Air Austral has confirmed an order for two Airbus A380 superjumbos that will carry over 800 people in the first all-economy version of the world’s largest airliner.
The La Reunion-based airline said it would configure the aircraft for 840 passengers and start using them on services between Paris and the French overseas territory from 2014.
The deal will put the A380 into service as the industry’s largest people carrier and comes 80 years after the first wood and canvas plane touched down on the Indian Ocean island after making the 9,300 kilometre (5,800 miles) trip from Paris in 10 days.
The A380 entered service in 2007 and is designed to seat 525 people in ordinary three-class seating or 850 people when its two floors of passenger cabins are filled with economy seats.
So far, buyers of the plane have focused on luring premium passengers with facilities from beds and showers in first class to a stand-up bar, with total seating of around 500 people.

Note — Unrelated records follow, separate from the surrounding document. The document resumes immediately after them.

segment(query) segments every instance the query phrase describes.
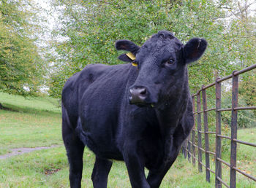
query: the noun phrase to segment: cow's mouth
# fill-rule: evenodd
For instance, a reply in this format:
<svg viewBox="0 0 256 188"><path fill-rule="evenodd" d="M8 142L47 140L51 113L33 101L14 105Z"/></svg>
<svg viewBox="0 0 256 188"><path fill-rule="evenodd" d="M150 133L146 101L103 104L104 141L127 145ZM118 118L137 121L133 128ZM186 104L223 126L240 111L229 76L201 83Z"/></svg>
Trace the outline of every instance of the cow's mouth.
<svg viewBox="0 0 256 188"><path fill-rule="evenodd" d="M137 102L137 103L133 103L132 101L129 101L129 104L134 104L138 106L138 107L151 107L151 108L154 108L156 106L155 103L146 103L146 102Z"/></svg>

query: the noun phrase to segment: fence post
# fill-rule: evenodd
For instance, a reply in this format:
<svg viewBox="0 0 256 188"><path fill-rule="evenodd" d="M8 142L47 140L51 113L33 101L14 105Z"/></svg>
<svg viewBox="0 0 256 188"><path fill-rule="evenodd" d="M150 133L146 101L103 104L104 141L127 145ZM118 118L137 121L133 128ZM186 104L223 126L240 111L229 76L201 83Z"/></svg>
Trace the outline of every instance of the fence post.
<svg viewBox="0 0 256 188"><path fill-rule="evenodd" d="M236 173L233 167L236 167L236 142L237 138L237 111L234 108L238 106L238 75L234 75L232 79L232 114L231 114L231 152L230 152L230 187L236 187Z"/></svg>
<svg viewBox="0 0 256 188"><path fill-rule="evenodd" d="M208 132L208 114L206 110L207 109L207 98L206 91L203 90L203 85L202 86L202 99L203 99L203 125L204 125L204 133L205 133L205 150L206 150L206 181L210 182L210 159L209 159L209 138L208 135L206 133Z"/></svg>
<svg viewBox="0 0 256 188"><path fill-rule="evenodd" d="M218 82L219 78L216 79L216 147L215 147L215 187L221 188L222 182L218 180L218 177L222 179L222 162L218 158L222 157L222 138L218 136L221 135L221 112L218 111L221 109L222 84Z"/></svg>
<svg viewBox="0 0 256 188"><path fill-rule="evenodd" d="M198 145L198 171L202 172L202 136L201 136L201 98L200 91L197 94L197 145Z"/></svg>
<svg viewBox="0 0 256 188"><path fill-rule="evenodd" d="M187 158L187 138L186 138L186 140L184 141L184 157L185 159Z"/></svg>
<svg viewBox="0 0 256 188"><path fill-rule="evenodd" d="M187 159L189 161L189 162L191 162L191 155L190 154L191 152L191 134L189 135L189 137L187 138L187 150L189 150L189 152L187 152Z"/></svg>
<svg viewBox="0 0 256 188"><path fill-rule="evenodd" d="M195 165L195 96L192 97L192 106L193 106L193 117L194 117L194 125L193 125L193 129L192 129L192 163L193 165Z"/></svg>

The economy end of the airline market has performed better during the financial crisis, and Air Austral said it saw demand for the services between Paris and La Reunion, whose airport runway is already long enough to handle the mammoth plane.
“We are very proud to be the first ones to start with the high-density A380,” the airline’s founder and president Gerard Etheve told a news conference.
The aircraft was tested for the ability to evacuate over 800 people in cabin emergency tests before entering service.
Air Austral’s planes will be powered by engines from the Engine Alliance, a joint venture between General Electric and Pratt & Whitney.
The A380 deal includes options for a further two A380s to serve future Caribbean routes.